Use of SDPD K-9 in Man's Arrest Prompts Excessive Force Debate

While some believe the use of a K-9 in the suspect's arrest resulted in excessive force, the San Diego Police Department said the police dog did exactly as he was trained to do

The arrest of a man accused of threatening a police officer in San Diego was aided by a K-9 and captured on video, and the footage is raising questions over whether excessive force was used.

The San Diego Police Department (SDPD), however, said the police dog did what it was trained to do during the arrest, which happened on Sunday on India and A streets in downtown San Diego.

That day, officers received reports of suspect Karond Cheatum, 26, screaming in the streets, jumping on cars and violently acting out. Police said Cheatum threatened the first officer who made contact with him at the scene.

The SDPD said that officer deployed a K-9 to get Cheatum on the ground so the police officer could put him in handcuffs.

The arrest was recorded by witness Angel Nunez.

His video appears to show that even after the suspect was in handcuffs, the K-9 did not let go of him. The footage shows the police officer trying to get the dog to release Cheatum's arm, to no avail.

"Is he going to rip his arm off? What is going to happen to the guy?" Nunez said, recalling how he felt as he watched the encounter unfold.

Nunez told NBC 7 he believes the duration of the dog bite was excessive.

"Why can't you get the dog off? If you can give him the simple command to attack, why can't you give him a command to release?" Nunez said.

The SDPD said the K-9 was used in this case because Cheatum refused to get on the ground and threatened an officer.

"The dog did exactly what he was trained to do. It's a bite and hold technique which minimizes the amount of injury that can be inflicted," SDPD Lt. Scott Wahl explained.

Police demonstrated the technique used on the suspect. In the demonstration, an officer was able to get the dog to release another officer's arm in seven seconds.

But, clocking Nunez's video, it appears it took the K-9 more than 34 seconds to release Cheatum after the arrest.

In a phone interview with NBC 7 on Wednesday, use of force expert Edward Obayashi said the lingering K-9 bite should be investigated.      

"It's ignoring the force, or the hold itself may be improperly applied," Obayashi said, referring to what he saw on the video.

The suspect's aunt spoke to NBC 7 and said her nephew is a Hoover High School graduate who once was a basketball standout. But, since then, he has been living on the streets.

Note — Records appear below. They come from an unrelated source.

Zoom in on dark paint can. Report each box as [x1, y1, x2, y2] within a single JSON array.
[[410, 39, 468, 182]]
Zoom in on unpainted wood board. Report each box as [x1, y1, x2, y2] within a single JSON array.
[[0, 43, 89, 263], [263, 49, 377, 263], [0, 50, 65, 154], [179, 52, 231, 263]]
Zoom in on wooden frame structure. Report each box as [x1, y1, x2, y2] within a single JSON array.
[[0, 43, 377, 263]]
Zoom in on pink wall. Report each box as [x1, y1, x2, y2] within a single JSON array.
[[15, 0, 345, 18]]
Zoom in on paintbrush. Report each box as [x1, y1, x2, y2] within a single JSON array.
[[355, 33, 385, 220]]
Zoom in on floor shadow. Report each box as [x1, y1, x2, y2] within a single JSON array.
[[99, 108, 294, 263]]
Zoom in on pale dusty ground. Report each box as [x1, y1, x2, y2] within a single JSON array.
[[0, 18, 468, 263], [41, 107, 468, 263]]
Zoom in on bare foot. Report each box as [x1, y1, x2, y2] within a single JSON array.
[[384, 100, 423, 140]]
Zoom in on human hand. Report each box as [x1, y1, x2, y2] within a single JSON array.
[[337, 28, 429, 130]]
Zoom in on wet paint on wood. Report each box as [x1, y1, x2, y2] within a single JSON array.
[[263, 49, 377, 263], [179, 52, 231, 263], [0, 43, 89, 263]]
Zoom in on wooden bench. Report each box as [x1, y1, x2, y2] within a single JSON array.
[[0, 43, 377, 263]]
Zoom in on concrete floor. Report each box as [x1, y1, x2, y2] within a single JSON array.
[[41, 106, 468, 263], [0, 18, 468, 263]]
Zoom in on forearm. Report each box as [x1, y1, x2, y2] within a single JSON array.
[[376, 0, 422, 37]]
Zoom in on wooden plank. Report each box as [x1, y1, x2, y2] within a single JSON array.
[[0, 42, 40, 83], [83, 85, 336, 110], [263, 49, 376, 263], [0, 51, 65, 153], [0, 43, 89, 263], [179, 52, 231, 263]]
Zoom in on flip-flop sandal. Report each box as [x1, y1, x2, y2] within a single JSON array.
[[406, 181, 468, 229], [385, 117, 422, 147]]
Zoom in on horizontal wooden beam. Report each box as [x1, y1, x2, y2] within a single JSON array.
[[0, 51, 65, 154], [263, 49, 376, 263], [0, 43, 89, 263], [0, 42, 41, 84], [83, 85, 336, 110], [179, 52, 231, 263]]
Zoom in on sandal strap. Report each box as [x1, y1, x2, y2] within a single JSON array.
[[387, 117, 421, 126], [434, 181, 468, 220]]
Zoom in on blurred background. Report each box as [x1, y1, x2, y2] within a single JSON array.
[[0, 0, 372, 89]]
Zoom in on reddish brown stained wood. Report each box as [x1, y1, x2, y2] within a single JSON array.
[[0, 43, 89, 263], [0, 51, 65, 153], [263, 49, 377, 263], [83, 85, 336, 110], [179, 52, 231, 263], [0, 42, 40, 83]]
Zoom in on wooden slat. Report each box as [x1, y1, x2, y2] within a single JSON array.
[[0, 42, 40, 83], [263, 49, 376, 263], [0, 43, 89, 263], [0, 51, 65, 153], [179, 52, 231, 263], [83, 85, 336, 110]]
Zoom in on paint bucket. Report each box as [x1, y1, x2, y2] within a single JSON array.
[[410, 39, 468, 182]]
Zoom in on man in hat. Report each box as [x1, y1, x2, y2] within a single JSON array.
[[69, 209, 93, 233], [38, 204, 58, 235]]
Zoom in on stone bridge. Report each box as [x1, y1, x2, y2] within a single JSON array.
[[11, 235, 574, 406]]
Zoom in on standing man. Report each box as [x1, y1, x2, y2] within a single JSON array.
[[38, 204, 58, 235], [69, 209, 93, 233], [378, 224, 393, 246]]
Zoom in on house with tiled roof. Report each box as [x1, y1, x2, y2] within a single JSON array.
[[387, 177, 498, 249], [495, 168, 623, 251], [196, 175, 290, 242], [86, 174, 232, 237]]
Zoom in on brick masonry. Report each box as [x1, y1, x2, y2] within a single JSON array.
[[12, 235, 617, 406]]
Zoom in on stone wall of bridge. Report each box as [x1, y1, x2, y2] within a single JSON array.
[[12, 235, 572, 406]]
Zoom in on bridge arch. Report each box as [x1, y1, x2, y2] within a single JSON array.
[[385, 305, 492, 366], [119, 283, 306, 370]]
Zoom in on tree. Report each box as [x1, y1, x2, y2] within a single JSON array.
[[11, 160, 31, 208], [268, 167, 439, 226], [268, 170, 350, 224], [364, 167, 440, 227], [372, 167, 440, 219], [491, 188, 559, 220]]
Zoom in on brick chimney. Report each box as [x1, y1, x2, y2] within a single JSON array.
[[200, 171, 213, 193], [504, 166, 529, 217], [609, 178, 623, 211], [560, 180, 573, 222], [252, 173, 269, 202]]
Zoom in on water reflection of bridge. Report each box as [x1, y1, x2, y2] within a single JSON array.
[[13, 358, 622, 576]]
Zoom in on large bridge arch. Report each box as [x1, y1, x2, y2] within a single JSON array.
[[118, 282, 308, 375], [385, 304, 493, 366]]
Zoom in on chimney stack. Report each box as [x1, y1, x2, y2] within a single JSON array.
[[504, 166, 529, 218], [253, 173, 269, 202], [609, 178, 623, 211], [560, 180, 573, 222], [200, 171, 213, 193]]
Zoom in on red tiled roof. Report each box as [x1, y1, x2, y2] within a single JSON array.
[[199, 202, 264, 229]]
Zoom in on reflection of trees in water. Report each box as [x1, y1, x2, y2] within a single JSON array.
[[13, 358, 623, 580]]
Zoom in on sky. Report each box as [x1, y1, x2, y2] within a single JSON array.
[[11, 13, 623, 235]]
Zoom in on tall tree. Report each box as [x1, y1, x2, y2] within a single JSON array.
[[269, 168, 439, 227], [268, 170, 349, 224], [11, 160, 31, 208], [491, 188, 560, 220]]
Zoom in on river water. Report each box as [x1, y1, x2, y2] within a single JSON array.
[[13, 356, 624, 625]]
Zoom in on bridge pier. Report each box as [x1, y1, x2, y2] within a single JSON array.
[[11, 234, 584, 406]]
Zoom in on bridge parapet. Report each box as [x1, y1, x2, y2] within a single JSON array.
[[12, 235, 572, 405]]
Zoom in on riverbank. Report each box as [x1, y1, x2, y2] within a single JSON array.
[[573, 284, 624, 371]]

"He has a history of mental health issues; he's been diagnosed with Post-Traumatic Stress Disorder," she said. "So yeah, if you're living out in the street, how do we expect one to act?"

The SDPD said its K-9 officers are highly trained and invaluable to the mission of protecting the community.

But, some are questioning the practice after this incident.

Police did not indicate whether the incident is prompting a use of force internal investigation. At this point, there has been no formal complaint filed against the responding officer.

Karond was booked into San Diego Central Jail on several counts including vandalism, robbery and obstructing a public officer. Per booking records, he's scheduled to appear in court on July 21.

Editor's Note: NBC 7 used the incorrect name of the suspect in a previous version of this article. We apologize for the error.